Livefyre recently released a new way of commenting and interacting with Content on your favorite websites: Sidenotes.
Sidenotes lets any user respond to specific sections of the Content, not just a reply to the whole thing. The added context allows Sidenotes to display the annotation right next to the annotated image or paragraph (like this one).
But how does it work? This is how we built it.
Livefyre StreamHub provided most of the infrastructure needed for the Sidenotes Application. We didn’t have to start from scratch. We leveraged Livefyre’s existing world-class services to manage
- Content - Comments, Tweets, Facebook posts, Instagram photos, RSS items are all normalized and stored as Content in StreamHub.
- Collections - Every conversation powered by Livefyre is made up of a Collection of Content. StreamHub APIs provide high-availability indexing into these Collections billions of times per month.
- Spam Protection - Livefyre Engineering’s affectionately labeled “Ministry of Abuse and Classification” keeps out all the bad stuff.
- Identity - Whether Livefyre.com profiles for Livefyre Community Comments, Livefyre Enterprise Profiles, or single sign on integrations with custom Identity Providers, StreamHub provides a link to any authentication system necessary.
While we had a great foundation in StreamHub, there were still some challenges to solve.
Most importantly, we had to provide a solution to the question: “How can Sidenotes anchor user-generated StreamHub Content to subsections of another piece of external content”?

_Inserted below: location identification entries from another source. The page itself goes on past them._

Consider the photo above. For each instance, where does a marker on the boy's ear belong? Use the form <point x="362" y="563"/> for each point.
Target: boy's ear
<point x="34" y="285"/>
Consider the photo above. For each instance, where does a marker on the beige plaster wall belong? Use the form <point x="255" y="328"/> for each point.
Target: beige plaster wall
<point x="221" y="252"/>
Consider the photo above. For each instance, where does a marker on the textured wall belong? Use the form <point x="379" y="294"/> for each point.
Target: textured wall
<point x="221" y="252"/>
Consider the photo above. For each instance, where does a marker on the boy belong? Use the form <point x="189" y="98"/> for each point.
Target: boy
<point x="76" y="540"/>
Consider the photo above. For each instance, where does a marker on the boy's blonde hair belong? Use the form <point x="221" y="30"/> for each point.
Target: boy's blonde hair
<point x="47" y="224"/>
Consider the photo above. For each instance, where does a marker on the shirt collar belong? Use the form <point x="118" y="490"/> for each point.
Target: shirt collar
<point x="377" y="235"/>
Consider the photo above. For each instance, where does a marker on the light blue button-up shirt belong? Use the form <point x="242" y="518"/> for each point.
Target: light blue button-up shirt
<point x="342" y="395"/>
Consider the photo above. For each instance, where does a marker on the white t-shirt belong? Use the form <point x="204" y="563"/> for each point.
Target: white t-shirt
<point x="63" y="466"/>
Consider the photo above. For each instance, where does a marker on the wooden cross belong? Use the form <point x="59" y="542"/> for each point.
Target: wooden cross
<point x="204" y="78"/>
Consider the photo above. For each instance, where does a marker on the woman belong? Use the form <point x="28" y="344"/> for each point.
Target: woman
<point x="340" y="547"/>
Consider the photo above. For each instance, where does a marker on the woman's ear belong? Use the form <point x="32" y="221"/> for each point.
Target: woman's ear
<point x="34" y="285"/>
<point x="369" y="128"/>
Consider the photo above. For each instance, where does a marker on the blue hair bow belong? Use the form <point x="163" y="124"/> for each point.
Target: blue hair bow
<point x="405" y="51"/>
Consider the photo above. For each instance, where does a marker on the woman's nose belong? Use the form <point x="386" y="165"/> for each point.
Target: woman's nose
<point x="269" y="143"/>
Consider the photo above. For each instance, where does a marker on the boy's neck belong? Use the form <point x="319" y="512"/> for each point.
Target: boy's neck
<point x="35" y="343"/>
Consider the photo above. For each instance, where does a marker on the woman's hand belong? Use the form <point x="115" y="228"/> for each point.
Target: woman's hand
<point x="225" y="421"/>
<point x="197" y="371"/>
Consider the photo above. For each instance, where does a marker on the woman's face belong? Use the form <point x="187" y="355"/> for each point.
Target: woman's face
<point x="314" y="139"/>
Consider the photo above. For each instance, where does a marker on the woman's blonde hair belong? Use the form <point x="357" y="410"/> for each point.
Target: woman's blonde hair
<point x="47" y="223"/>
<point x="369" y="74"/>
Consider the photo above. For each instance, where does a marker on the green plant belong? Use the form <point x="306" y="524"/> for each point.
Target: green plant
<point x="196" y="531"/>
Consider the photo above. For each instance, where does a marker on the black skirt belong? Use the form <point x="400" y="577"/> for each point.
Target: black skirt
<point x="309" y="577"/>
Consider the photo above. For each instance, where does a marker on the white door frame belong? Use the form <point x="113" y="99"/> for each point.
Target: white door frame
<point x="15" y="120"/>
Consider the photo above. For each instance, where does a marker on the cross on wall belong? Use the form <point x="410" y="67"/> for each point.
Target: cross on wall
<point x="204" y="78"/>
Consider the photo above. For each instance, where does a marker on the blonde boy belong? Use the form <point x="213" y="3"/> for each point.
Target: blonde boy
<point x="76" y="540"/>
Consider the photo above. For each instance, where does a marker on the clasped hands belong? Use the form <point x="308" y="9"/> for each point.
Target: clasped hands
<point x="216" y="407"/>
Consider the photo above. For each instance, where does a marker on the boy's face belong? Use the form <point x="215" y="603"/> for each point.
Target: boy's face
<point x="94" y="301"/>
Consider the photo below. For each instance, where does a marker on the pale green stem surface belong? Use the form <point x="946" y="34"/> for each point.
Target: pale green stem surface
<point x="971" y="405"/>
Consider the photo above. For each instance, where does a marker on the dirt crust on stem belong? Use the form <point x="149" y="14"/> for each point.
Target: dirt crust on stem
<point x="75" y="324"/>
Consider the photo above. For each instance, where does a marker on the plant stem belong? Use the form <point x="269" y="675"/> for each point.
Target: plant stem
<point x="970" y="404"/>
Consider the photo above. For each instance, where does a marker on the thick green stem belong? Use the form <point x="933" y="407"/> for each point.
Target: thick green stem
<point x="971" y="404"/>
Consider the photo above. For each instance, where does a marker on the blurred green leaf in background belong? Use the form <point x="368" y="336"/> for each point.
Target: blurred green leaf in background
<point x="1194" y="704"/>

To accomplish this, we’ve added the notion of a Block to Livefyre. Each new sidenote is anchored to a Block in the corresponding article. That block is frequently a paragraph of text, but it can also be an image, video, or any other HTML Element. When you use Sidenotes, you see a small icon next to each Block showing the number of sidenotes on that block, and clicking allows you to add a new one.
The resulting problem for Livefyre Engineering was to determine the best algorithm for provisioning Blocks and allocating new sidenotes into the right Block.

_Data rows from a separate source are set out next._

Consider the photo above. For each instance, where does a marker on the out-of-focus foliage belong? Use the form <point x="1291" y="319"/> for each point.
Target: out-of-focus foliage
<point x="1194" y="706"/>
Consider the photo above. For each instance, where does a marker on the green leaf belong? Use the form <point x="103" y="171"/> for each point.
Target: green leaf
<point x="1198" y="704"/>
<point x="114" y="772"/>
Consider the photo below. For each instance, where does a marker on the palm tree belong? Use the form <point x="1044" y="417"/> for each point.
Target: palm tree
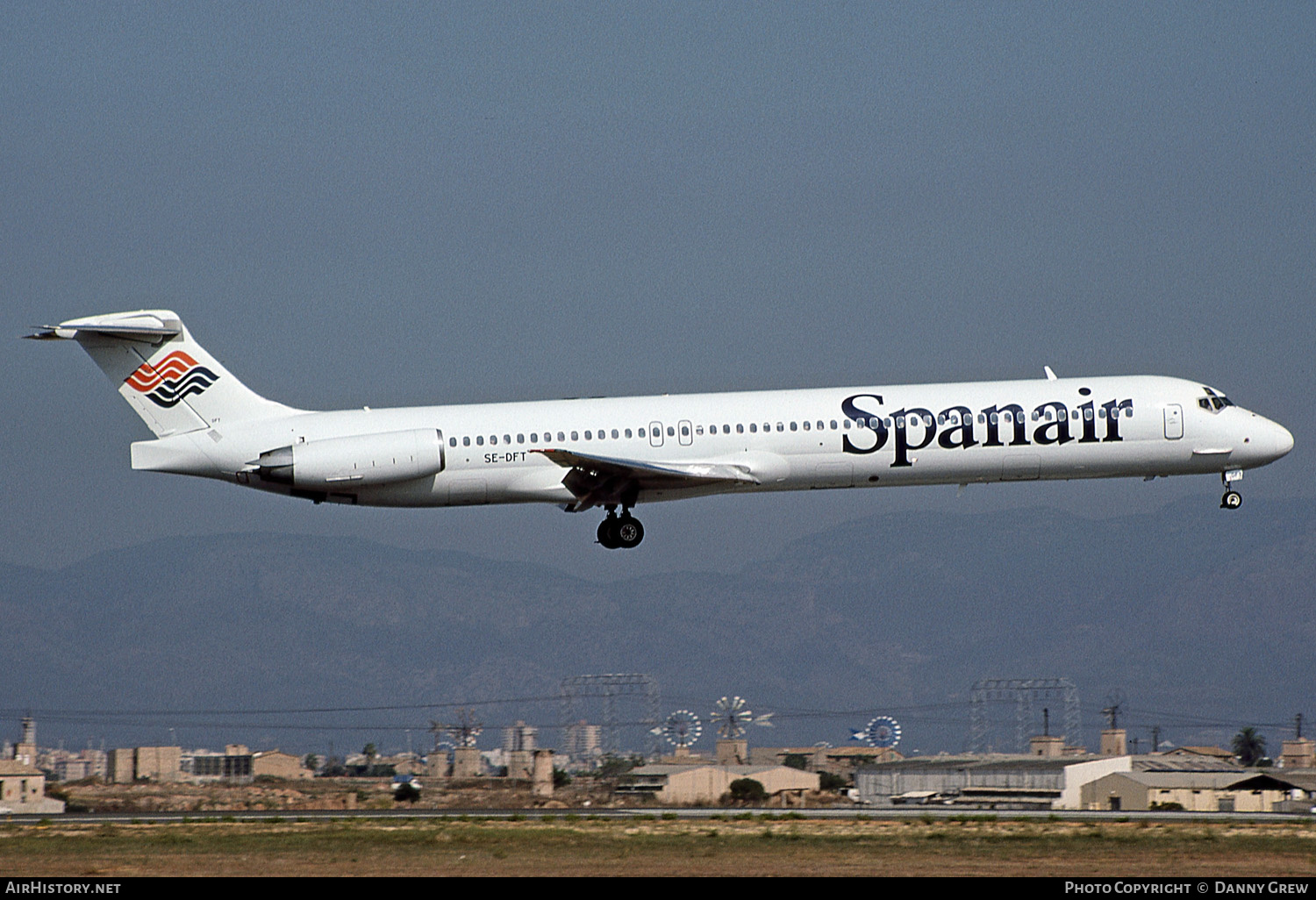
<point x="1249" y="746"/>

The simplest imaginable solution to this would involve storing the annotated text on each sidenote, and then to display each sidenote, search the article for that substring.
But we knew that in order to make the best product, we would need to do more than just finding an exact match. Content on the internet changes all the time, and as it should. Editors add or correct new information, fix typos, or A/B test different ways of presenting their Content.
How do you anchor annotations to an always-shifting, living document?
We first looked to existing products to reverse-engineer their methods for dealing with this. There are quite a few annotations experiences that only annotate Content that is managed by the same system. This is a comparatively trivial Engineering problem, and each solution used by these sort of closed systems wouldn’t work for our mission of bringing annotation to the rest of the web.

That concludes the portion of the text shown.